Un bien étrange client

Un bien étrange client

Post by Vent d'Hiver - October 26, 2006 at 7:21 PM

L’astre solaire, ce matin encore, se penchait timidement sur la vieille ville. Dans une taverne comme toutes les autres, quelques ivrognes, l’air hagard, reprenaient conscience et quittaient la salle d’un pas mal assuré. L’un d’eux s’affala en chemin; sa tignasse encore humide de bière lui avait collé au visage alors qu’une chaise s’immisçait sournoisement entre lui et la porte. Le tavernier, amorphe, astiquait ses chopes derrière le comptoir. Lui aussi n’avait pas encore complètement quitté les bras et Morphée, il aurait payé cher pour s’y lover encore une heure ou deux.

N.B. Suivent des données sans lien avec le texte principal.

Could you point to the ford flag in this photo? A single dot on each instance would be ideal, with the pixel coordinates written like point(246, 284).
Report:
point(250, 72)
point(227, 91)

Au dehors, la ville s’éveillait lentement. Un marchand menaçait de mille morts un gamin qui venait de lui chiper une pomme, un vieux chien aboyait pour signaler qu'il existait encore, une femme amère grondait son mari qui n’était pas rentré la veille. Au-dedans, une étrange mélodie s’élevait, triste et languissante. C’était un homme, assis au fond de la pièce, qui poussait quelques notes dans une longue flûte en os. Il détonait avec le reste de la clientèle, avec ses longs cheveux d’un rouge sanguin et sa peau grisâtre. Ses longs doigts glissaient le long de son instrument avec une grâce étrange, lente et calculée.

Le tavernier l’observait curieusement. Il ne se souvenait pas de l’avoir vu la veille. Que pouvait-il bien faire, alors, si tôt chez lui ? Il se décida à aller percer le mystère.

-Jolie chanson, l’ami. Mais … y s’rait pas un peu tôt pour v’nir boire un coup ?

-Je ne suis pas ici pour boire.

-Ah ? Tu t’es trompé d’endroit alors, l’ami. Ici, on vient pour s’assécher le gosier !

-Je sais.

-Mmmh … Alors, qu’est-ce’ tu fais ici ?

-Je cherche du travail.

-Désolé l’ami, mais si tu voulais être serveur, ‘faudrait que tu sois un peu plus plantureux et … féminin, si tu vois ce que je veux dire ! Le tavernier éclata d’un rire gras qui ne trouva pas écho.

-Pas ce genre de travail.

L’inconnu aux cheveux sanguins le fixa un moment, sans rien ajouter. Le tavernier resta interloqué quelques instants, avant d’esquisser un vague sourire.

-M’oui … j’crois savoir c’que tu veux. Repasse m’voir au couchant, on en discutera.

L’étranger égraina encore quelques notes, avant de ramasser son paquetage et de quitter l’endroit sans un mot de plus.